In 2004 Night Watch broke box office records in Russia and did quite well in other parts of the world. In 2006, the sequel, Day Watch, did even better. However, it is very Russian in tone and atmosphere, which makes it rather difficult for non-Russians to appreciate.
And, then, it is edited in a way that goes against the more solemn, slowly-paced Russian cinema tradition. Its director comes from commercials and music videos and is a master at the swift cut editing style, so that the film races ahead - and one needs to concentrate on who is who, who is good and who is bad and what is happening. This is a film of visual, effects and technological flair.
Based on a series of novels by S who has adapted them for the screen, the basic plot is the confrontation between good and evil. A parallel from the English-language cinema is the Underworld series.
The film opens with some spectacular scenes of the Mongol chief Tamerlane, his invasions and sieges but, more particularly, his gaining of a piece of chalk (why chalk?), the Chalk of Destiny which one can use to change history and destiny.

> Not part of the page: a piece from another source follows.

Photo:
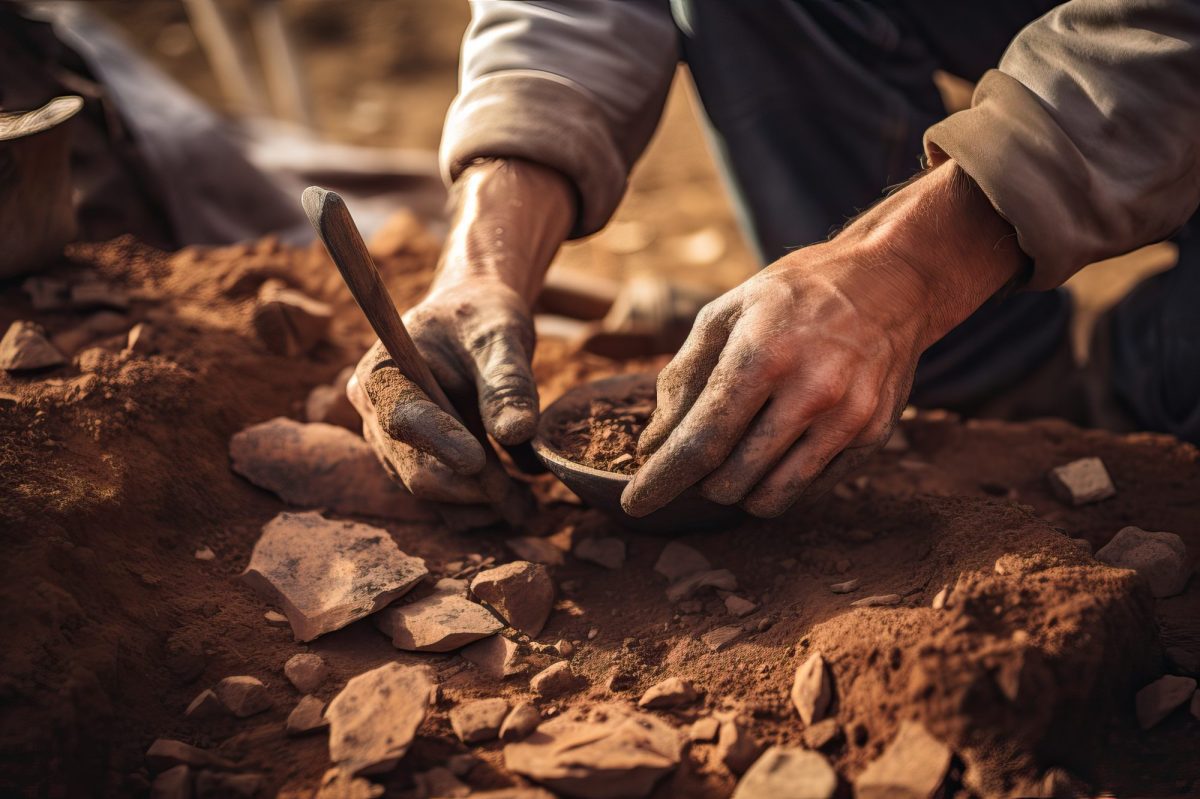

The vampire powers of darkness are after the Chalk but their leader wants blood spilt by the Night Watch so that apocalyptic destruction can be achieved (quite spectacular when it does).
What follows is a battle between good and evil in the forms of those who are good with special powers (the Night Watch) and the descendants of vampires (the Day Watch). All the activity goes on against a background of seedy Moscow locations as well as a grand hotel with characters moving in and out of zones as they try to outwit each other. It is set in the Communist era since the sunshine ending is in 1992.
If you do not become involved (a risk because of the film's being difficult to follow at times), then it will be a long two hours. For those on this fantasy wavelength and interested to see how the Russians do it, no worries.